Quant au Monde, qu'il soit envers nous irascible
Ou doux, que nous feront ses gestes ? Il peut bien,
S'il veut, nous caresser ou nous prendre pour cible.

Quand le monde sera réduit en seul bois noir pour nos quatre yeux étonnés, [...]
Le poème XVIII est assez étonnant dans l'économie du recueil La Bonne chanson. Tout son début pourrait servir à revendiquer la fierté du couple de Rimbaud et Verlaine face au monde, sauf qu'à l'époque Rimbaud n'existe pas dans la pensée de Verlaine, il est question de Mathilde et la fin du poème ramène cet orgueil à un pieux apaisement. Le poème XIX annonce le  mariage pour un "clair jour d'été" avec un vers final qui peut inévitablement être rapproché du dernier de "Michel et Christine" : (les étoiles) "Bienveillamment souriront aux époux."
Le poème XX est une tierce rime (ou terza rima dans la langue de Dante), ce qui n'est pas anodin. Je songe non seulement au rapprochement avec le sujet religieux de l'épopée de Dante, mais aussi aux tierces rimes en treize vers et deux rimes du recueil Philoméla de Mendès. Cette tierce rime pour son sujet et traitement est à rapprocher du poème liminaire de Sagesse: "Bon chevalier masqué..." Enfin, le recueil se termine par la pièce XXI qui commence ainsi : "L'hiver a cessé". Il faut céder "A l'immense joie éparse dans l'air" quand bien même il faut faire face à "ce Paris maussade et malade", lequel tout de même "Semble faire accueil aux jeunes soleils".
Et, le dernier quatrain est encore à citer pour ses échos sensibles avec "Chanson de la plus haute tour", sinon "Ô saisons, ô châteaux !"
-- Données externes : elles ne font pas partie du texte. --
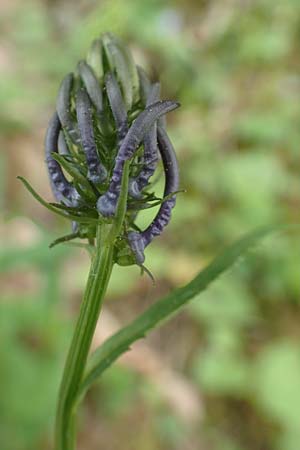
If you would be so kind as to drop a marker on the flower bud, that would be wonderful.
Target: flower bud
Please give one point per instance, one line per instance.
(108, 113)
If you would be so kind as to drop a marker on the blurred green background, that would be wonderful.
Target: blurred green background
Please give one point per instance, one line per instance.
(225, 374)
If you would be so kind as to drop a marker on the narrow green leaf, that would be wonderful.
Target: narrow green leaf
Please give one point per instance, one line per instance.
(120, 342)
(54, 209)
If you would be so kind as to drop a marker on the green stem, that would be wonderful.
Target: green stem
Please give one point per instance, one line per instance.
(100, 272)
(98, 279)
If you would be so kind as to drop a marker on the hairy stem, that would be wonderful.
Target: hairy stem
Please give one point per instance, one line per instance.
(98, 279)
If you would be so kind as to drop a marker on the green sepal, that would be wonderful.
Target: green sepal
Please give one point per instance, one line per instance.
(55, 209)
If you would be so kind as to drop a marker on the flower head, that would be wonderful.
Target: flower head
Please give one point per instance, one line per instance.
(108, 113)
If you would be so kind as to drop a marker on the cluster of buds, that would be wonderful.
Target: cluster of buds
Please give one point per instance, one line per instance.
(109, 112)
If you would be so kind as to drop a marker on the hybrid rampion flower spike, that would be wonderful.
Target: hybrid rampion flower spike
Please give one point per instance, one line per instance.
(110, 124)
(62, 189)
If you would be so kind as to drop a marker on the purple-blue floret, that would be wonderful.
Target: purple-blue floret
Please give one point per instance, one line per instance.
(62, 189)
(107, 203)
(138, 241)
(96, 171)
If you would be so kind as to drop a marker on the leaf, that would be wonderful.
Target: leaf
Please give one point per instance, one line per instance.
(120, 342)
(77, 218)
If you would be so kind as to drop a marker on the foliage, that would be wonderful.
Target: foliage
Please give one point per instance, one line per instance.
(235, 70)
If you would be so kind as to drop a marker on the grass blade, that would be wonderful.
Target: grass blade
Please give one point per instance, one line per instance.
(120, 342)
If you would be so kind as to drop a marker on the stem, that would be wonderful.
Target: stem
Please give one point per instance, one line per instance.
(98, 279)
(100, 272)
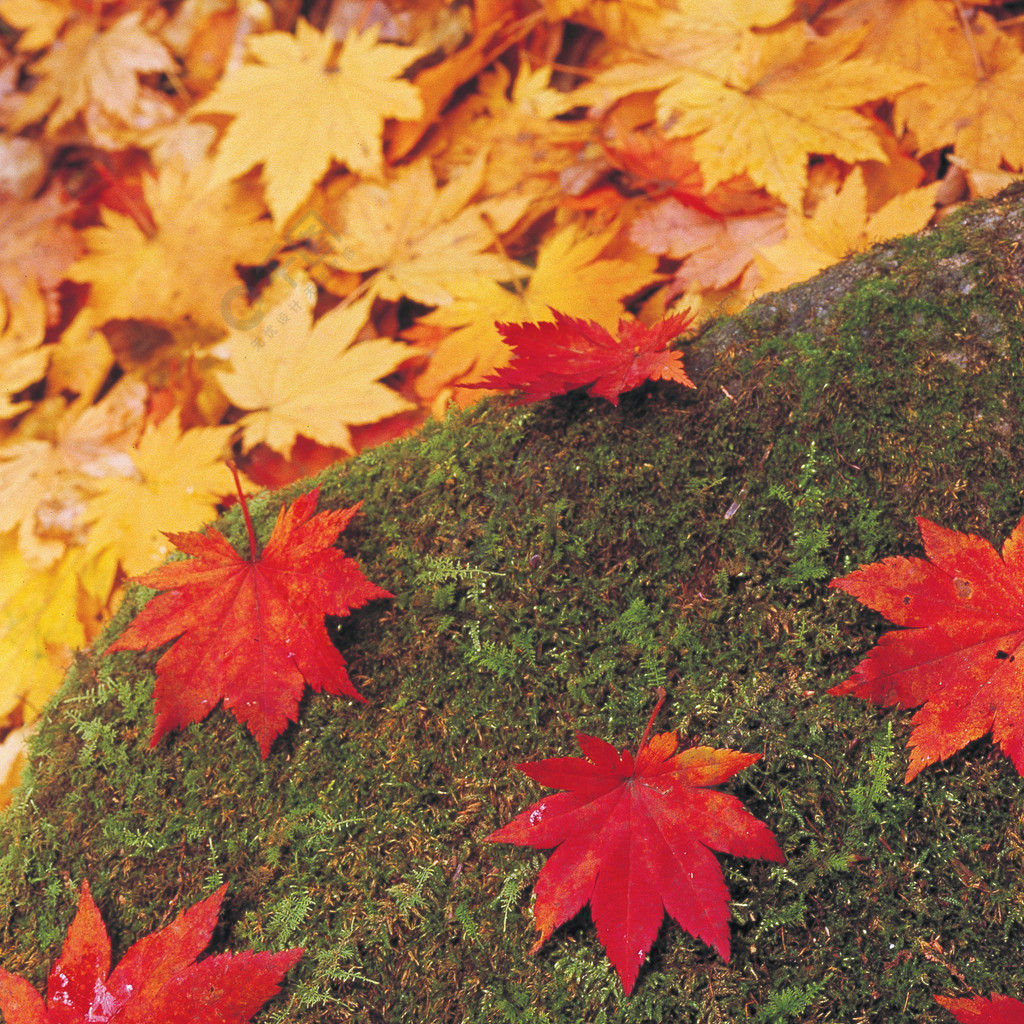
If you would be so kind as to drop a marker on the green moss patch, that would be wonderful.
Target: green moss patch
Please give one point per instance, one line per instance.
(552, 565)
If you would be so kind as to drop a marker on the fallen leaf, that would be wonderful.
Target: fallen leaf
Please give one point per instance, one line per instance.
(89, 65)
(343, 105)
(173, 482)
(963, 607)
(552, 358)
(634, 840)
(571, 274)
(38, 241)
(308, 380)
(787, 95)
(840, 225)
(421, 242)
(158, 278)
(159, 979)
(996, 1010)
(250, 631)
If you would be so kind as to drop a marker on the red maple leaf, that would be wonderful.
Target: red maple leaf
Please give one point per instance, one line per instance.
(554, 358)
(159, 980)
(965, 609)
(634, 839)
(251, 631)
(997, 1010)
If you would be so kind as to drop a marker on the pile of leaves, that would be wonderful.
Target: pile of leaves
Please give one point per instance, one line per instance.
(286, 232)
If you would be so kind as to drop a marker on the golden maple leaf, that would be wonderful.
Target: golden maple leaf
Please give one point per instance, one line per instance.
(422, 242)
(517, 124)
(92, 66)
(718, 251)
(48, 469)
(786, 95)
(654, 46)
(978, 108)
(311, 380)
(39, 625)
(568, 276)
(23, 359)
(298, 109)
(176, 483)
(184, 275)
(840, 225)
(38, 20)
(38, 242)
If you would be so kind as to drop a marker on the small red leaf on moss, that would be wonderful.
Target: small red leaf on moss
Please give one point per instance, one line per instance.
(159, 980)
(250, 631)
(962, 655)
(997, 1010)
(633, 838)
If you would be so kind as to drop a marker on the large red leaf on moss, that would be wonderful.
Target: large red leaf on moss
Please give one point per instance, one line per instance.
(634, 838)
(962, 655)
(158, 982)
(997, 1010)
(251, 631)
(552, 358)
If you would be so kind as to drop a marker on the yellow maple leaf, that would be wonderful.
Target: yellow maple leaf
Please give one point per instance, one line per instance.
(23, 359)
(517, 124)
(313, 380)
(177, 481)
(37, 241)
(48, 468)
(787, 95)
(841, 225)
(298, 108)
(973, 72)
(569, 276)
(978, 108)
(88, 65)
(39, 626)
(182, 276)
(718, 251)
(39, 20)
(653, 46)
(422, 242)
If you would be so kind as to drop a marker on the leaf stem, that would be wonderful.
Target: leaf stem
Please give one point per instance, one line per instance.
(660, 700)
(253, 555)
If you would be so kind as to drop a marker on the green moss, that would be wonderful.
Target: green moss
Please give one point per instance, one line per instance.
(552, 565)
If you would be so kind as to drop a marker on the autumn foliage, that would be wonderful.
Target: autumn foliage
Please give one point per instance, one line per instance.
(233, 231)
(237, 230)
(159, 979)
(251, 631)
(961, 653)
(633, 838)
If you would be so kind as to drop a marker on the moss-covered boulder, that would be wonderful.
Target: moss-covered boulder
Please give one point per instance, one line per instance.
(552, 565)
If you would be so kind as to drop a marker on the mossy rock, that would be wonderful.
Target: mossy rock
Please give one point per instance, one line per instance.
(552, 565)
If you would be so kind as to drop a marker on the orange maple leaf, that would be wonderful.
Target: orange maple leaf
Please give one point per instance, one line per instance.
(958, 655)
(250, 631)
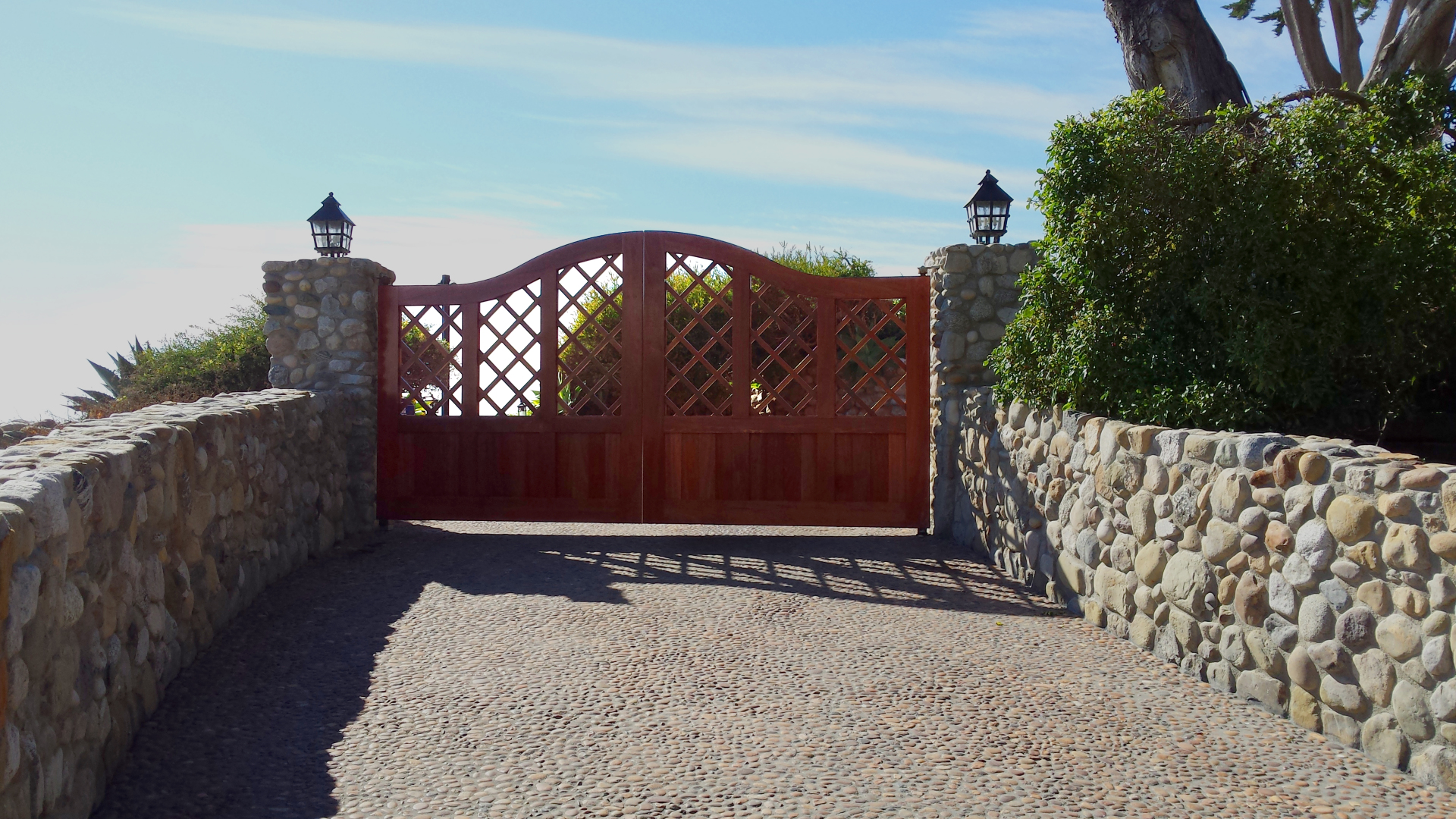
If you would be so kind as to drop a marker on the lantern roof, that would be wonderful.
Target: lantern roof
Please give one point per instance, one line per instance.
(989, 191)
(331, 212)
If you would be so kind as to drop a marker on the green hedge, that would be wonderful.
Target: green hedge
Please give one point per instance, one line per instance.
(1288, 268)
Que vienne l'été ! que viennent encore
L'automne et l'hiver ! Et chaque saison
Me sera charmante, ô Toi que décore
Cette fantaisie et cette raison !

Mon enquête va se poursuivre. Il semble bien que quelque chose d'important se joue au sein de ces nombreux rapprochements... Cela vaut aussi pour la lecture de Verlaine, des Romances sans paroles.

Supplément :

Dans le recueil Sagesse, le troisième poème de la troisième et dernière partie du recueil retient mon attention : "Du fond du grabat [...]". Sur un manuscrit de ce poème, Verlaine a précisé quasi strophe par strophe la série d'évocations qui le constitue. La première strophe concerne le mois de décembre à Paris, la deuxième et la troisième strophe concerne le séjour de Verlaine à Charleville, sans Rimbaud, cet hiver-là. Et Verlaine imite nettement Rimbaud, qu'il ait eu connaissance ou non d'une version des "Reparties de Nina" : "Les sèves qu'on hume, / Les pipes qu'on fume !" La quatrième strophe nous fait soudainement passer à Charleroi en 1872, sachant qu'un poème des Romances sans paroles est déjà consacré à ce séjour. La différence, c'est que le poème "Charleroi" est en vers de quatre syllabes, tandis que notre strophe correspond à la règle du poème d'une suite de dizain de vers de cinq syllabes. On observe la reprise du mot "bruyères" cher à Rimbaud dans "Larme" et "Michel et Christine". La cinquième strophe concerne bien le séjour bruxellois d'août 1872, et avant de le constater j'avais pressenti un rapprochement de ces deux derniers avec le refrain de "Fêtes de la faim". Pour l'instant, mon intuition d'une rapprochement entre ces deux passages est caressée dans le sens du poil.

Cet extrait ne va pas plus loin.